A Spindle Splintered by Alix E Harrow (Speculative Fiction)

Writing: 4 / 5 Characters: 4.5 / 5 Plot: 4.5 / 5

I had such fun reading this book — clever and funny with plenty of gender benders, surprise twists, and sass. Short, too, at only 128 pages.

Zinnia Gray of Ohio is the Dying Girl. Afflicted with GRM — a malady that always kills before its victims reach 22 — she has become obsessed with all things Sleeping Beauty (a girl with very similar problems). What follows is a funny and piercingly acute adventure through alternative narratives where an array of women try to alter the “crap” storylines they were given.

It’s a brilliant modernization, magnification, and multiplication of Sleeping Beauty stories, all come together with the spare prose and humorous asides that I love in Harrow’s writing. Some of the references to academic takes on folklore and feminism crack me up while simultaneously getting to the point of what is truly important.
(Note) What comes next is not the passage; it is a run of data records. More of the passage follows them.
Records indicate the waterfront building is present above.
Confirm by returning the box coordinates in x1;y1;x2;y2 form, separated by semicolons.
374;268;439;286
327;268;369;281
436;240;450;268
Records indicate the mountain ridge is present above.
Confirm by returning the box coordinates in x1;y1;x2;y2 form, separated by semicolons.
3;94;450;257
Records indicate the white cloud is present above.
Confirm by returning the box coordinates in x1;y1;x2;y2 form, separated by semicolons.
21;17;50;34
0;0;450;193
A favorite line referencing a female character with a sword: “I know they promoted a reductive vision of women’s agency that privileged traditionally male-coded forms of power, but let’s not pretend girls with swords don’t get shit done.”

Great characters that I liked a lot, no BS, plenty of adventure, some cool self-reflection and growth (always enjoyable), and plenty of gender norm challenges that are playful rather than strident.
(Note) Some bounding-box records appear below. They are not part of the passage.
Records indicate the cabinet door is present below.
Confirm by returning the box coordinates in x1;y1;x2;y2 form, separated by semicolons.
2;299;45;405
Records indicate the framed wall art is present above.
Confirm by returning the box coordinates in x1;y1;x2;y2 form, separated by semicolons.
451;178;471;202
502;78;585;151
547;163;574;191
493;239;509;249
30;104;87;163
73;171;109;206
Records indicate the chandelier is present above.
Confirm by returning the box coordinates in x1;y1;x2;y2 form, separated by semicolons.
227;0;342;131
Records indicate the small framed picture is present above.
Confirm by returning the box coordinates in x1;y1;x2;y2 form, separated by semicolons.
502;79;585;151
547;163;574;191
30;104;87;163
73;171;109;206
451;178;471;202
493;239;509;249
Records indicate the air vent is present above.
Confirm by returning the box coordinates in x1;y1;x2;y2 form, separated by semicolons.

Harrow is right up there in my must-reads list.

A couple of other fun lines:
“My only friend in this entire backwards-ass pre-Enlightenment world is about to be married off to a sentient cleft chin.”
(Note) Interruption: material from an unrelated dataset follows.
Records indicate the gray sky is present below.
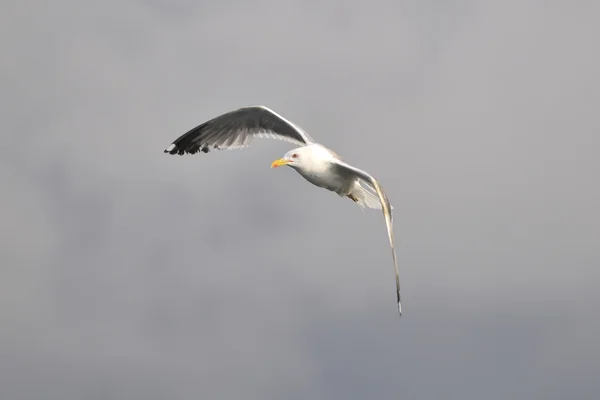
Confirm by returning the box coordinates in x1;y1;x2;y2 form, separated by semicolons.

“We might not be able to fix our bullshit stories, but surely we can be less lonely inside them at the end.”

Thank you to Macmillan-Tor/Forge and NetGalley for providing an advance copy of this book in exchange for my honest review. The book will be published on October 5th, 2021.

The Lantern Men by Elly Griffiths (Mystery)

I gulped this book down in (almost) a single sitting. Perfect for long quarantine days: part novel with great characters who have evolved over the 12 books in Griffiths’ Dr. Ruth Galloway series and part mystery with all that closure we crave in these anxious days.

Four dead woman and a convicted murderer, but do they have the right man? In this installment, Ruth has moved to Cambridge with a new partner and a new job but is drawn back to Norfolk by the prisoner offering to disclose the location of additional bodies if Ruth promises to do the excavation. An artist colony and cycling group feature prominently in the story with plenty of local history, folklore, and archeological digs. All our favorite characters are back, each slowly progressing in their own long term narrative arcs.

Now I just have to wait for the next one…

p.s. For those who are new to this series, Dr. Ruth Galloway is a forensic archeologist who, before this book, lived in a remote area near Norfolk amidst the marshes near the sea. She works with the large and brooding but spectacularly capable Detective Chief Inspector Nelson. Another favorite character is Cathbad — part-time University employee and full-time modern druid. You can start the series anywhere, really, but the it never hurts to start at the beginning!

Thank you to Houghton Mifflin Harcourt and NetGalley for providing an advance copy of this book in exchange for my honest review. The book will be published on July 14th, 2020.